Hersey’s article ran a whopping 30,000 words, which under normal circumstances would have been serialized in several consecutive issues. But editors Harold Ross and William Shawn, who had been working with Hersey in secret for months, must have realized this was a historic moment for the magazine, and decided to do something The New Yorker had never done before: devote an entire issue to one article.

Although just 32, Hersey had already won respect as a wartime reporter and earned a Pulitzer Prize in 1945 for A Bell for Adano, a novel about American troops trying to restore a Sicilian town’s 700-year-old bell, which had been melted down for bullets.

Hersey realized that telling the stories of a few could put a human face to the awesome but mind-numbing pyrotechnics inflicted on the home of a distant enemy. So he retraced the day of detonation through the eyes of six survivors — two medics, a German priest, a Japanese pastor, a young widow with children and a female clerk.

No editorializing, no sweeping condemnations, no polemics — just the power of their stories, told in detail. To this day, those details are shocking and heartbreaking

U.S. military and government officials had emphasized how Little Boy and Fat Man, the plutonium bomb dropped on Nagasaki three days later, had quickly brought a stubborn enemy to its knees, saving untold American and Japanese lives and shelving plans for a bloody invasion of Japan. There also was more than a little pride in the fact the U.S. had a monopoly — short-lived, as it would turn out — on this montrous new weapon.

At the same time, officials had made post-war access to Hiroshima difficult — Hersey didn’t reach the city until nearly 10 months after the blast — and brushed off reports of radiation deaths as Japanese propaganda, according to Blume. In fact, Manhattan Project leader Gen. Leslie Groves famously suggested post war Hiroshima was essentially radiation-free and told a Senate subcommittee that radiation poisoning “is a very pleasant way to die.”

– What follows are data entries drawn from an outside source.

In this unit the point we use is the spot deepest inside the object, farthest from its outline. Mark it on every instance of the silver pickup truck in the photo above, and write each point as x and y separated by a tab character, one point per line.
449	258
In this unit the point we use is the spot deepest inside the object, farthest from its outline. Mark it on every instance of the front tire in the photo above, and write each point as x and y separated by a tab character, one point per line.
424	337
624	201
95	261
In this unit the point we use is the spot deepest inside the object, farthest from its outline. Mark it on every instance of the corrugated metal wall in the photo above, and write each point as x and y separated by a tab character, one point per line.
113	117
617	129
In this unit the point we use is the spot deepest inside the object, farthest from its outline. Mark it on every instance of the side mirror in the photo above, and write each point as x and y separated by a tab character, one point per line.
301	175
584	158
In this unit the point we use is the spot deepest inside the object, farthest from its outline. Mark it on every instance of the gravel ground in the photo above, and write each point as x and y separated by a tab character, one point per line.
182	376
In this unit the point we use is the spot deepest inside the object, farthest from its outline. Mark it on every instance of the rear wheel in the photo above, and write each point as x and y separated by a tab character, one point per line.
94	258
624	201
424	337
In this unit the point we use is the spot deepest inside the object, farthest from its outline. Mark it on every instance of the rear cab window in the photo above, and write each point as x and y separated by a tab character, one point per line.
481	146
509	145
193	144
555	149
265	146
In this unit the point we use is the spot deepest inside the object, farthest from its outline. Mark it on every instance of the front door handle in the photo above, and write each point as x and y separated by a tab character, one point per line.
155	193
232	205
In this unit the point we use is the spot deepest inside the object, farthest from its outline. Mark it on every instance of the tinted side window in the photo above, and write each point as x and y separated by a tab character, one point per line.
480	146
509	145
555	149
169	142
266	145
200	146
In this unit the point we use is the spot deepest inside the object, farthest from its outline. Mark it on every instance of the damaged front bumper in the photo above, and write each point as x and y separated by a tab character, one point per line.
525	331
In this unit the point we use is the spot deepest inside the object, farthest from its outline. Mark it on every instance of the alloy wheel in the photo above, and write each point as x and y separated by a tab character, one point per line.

To be fair, few press accounts challenged the government’s party line, especially when the country was weary of war and still enraged by Japan’s aggression and wartime atrocities.

But Hersey’s work, entitled simply Hiroshima, changed the conversation. It forced Americans to pause and consider that such an apocalyptic weapon could someday be turned on them; and, in a flash, one bomb could obliterate a U.S. city of similar size — Denver, Seattle or Houston, for example. He saw the piece not just as a cautionary tale about the fragility of humankind in the atomic age, but an example of journalism’s mission to hold accountable those who act in our name, writes Blume.

The article was quickly republished as a book and has never gone out of print, having sold millions of copies. And though Hersey would ultimately write more than two dozen works of fiction and nonfiction, he remains best known for Hiroshima.

In 1999, Hersey’s masterwork was named by a panel of experts assembled by New York University’s journalism department as the greatest piece of American journalism in the 20th century — not Watergate revelations, Rachel Carson’s Silent Spring, or Ida B. Tarbell’s muckraking dispatches about Standard Oil.

Hersey died in 1993 and is buried alongside his wife Barbara in the West Chop Cemetery. Yet his Hiroshima remains as relevant today as in 1946.

The Bulletin of the Atomic Scientists created a Doomsday Clock in 1947 to illustrate how manmade catastrophes pose an existential threat to humankind.

In early 2020, it moved the hands of the clock closer to midnight than they’ve ever been — just 100 seconds away — because of the twin threats of climate change and nuclear war.